After my friend's husband died, I thought about her all the time.  She was my anchor to Perspective.  When my husband's return date from Iraq kept changing and I was upset thinking we might have to cancel our non-refundable travel plans, I realized that my friend would give anything to have cancelled travel plans with her husband.  When my husband does something to really tick me off, I realize that I'm lucky to have a husband to tick me off.  Any time I feel like life gets to be too much, I think of my friend and how she'd trade places with me in a heartbeat.  Job troubles, PCS woes, toilets that don't flush: she'd take any of that if it meant having her husband back.

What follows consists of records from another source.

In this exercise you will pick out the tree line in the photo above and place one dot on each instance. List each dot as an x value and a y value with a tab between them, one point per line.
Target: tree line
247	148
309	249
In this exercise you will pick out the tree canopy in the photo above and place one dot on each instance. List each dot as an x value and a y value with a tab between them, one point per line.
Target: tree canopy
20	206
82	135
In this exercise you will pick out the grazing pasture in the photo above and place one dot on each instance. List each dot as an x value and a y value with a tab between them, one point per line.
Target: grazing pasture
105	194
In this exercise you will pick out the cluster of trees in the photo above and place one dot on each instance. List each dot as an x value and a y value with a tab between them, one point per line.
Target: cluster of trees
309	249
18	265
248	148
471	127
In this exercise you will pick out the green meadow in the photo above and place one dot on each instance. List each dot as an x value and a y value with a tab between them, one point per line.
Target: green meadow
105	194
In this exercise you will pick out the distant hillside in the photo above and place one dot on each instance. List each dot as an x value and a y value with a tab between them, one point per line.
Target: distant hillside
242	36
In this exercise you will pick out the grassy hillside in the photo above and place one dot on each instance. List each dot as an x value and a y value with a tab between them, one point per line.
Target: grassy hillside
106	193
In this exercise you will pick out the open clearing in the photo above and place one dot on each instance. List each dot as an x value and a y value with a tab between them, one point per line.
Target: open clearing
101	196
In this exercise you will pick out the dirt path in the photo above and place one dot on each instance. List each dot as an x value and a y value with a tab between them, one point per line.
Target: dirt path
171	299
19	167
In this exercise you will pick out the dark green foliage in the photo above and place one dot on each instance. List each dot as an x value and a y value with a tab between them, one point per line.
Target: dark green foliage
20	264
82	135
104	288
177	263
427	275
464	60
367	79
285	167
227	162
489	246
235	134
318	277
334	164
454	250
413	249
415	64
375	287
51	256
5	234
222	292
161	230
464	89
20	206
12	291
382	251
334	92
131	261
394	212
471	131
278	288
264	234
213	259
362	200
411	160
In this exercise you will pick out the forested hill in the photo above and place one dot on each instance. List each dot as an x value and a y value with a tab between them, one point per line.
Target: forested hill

Being friends with a war widow has given me an enormous amount of Perspective.


Military spouses derive their Perspective from a variety of places.  Many spouses think about how hard it would be to be a Vietnam-era spouse, or WWII, or Civil War; we gain Perspective on our lives when we think of how hard it would be to do these deployments without email or webcams.  Andi wrote a post about First Ladies, women who face many of the same issues we do but with far fewer comrades to keep them company.  I have a good Army wife friend who repeatedly watches the episode of From the Earth to the Moon about the Apollo astronaut wives because she says those are the only spouses she knows who had it harder than military spouses; she gains Perspective from knowing that no matter what happens to her husband, she never has to face the idea of him orbiting the moon for eternity, never to return.  No matter where we get it, we military spouses are all privy to that Perspective on life.  We all know how precious life is because we stare loss in the face on a daily basis.

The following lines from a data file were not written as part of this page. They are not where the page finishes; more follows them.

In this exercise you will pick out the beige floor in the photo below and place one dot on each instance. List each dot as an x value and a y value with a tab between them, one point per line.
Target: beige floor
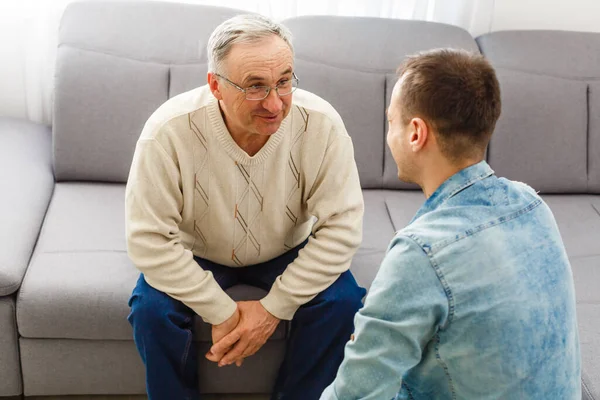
206	397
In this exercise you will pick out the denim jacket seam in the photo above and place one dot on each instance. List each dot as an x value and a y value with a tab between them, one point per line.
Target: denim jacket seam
408	391
490	224
587	390
449	296
444	366
468	183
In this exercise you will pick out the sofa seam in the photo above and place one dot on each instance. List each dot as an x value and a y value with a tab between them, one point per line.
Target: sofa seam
587	390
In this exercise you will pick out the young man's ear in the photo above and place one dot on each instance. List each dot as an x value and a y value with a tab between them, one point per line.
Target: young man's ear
419	134
214	85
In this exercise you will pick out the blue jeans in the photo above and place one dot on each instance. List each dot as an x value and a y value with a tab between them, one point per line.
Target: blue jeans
163	331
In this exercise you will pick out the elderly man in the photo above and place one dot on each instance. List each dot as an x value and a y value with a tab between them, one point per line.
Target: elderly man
475	298
226	184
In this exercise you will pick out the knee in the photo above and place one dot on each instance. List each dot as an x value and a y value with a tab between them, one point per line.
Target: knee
150	309
345	297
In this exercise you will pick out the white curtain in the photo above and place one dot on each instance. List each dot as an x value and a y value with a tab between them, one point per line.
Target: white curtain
29	35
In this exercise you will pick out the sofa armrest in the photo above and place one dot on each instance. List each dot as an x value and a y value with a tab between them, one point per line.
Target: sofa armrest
27	182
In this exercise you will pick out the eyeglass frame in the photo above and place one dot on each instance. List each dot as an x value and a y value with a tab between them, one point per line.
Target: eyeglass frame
268	88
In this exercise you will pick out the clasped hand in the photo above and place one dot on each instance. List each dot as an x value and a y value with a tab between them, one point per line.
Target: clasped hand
242	335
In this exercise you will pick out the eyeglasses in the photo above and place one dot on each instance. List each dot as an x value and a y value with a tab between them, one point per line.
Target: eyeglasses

I wouldn't trade this Perspective for anything, even though I know it comes at a great price.  I can never imagine going back to a time when I would let cancelled travel plans ruin my day.  I choose to celebrate life's bumps and bruises because I am always aware that my husband is here to slog through it with me. 


Muddy boots, filthy PTs, and dirty TA-50 are a blessing to be cherished.  That's Perspective.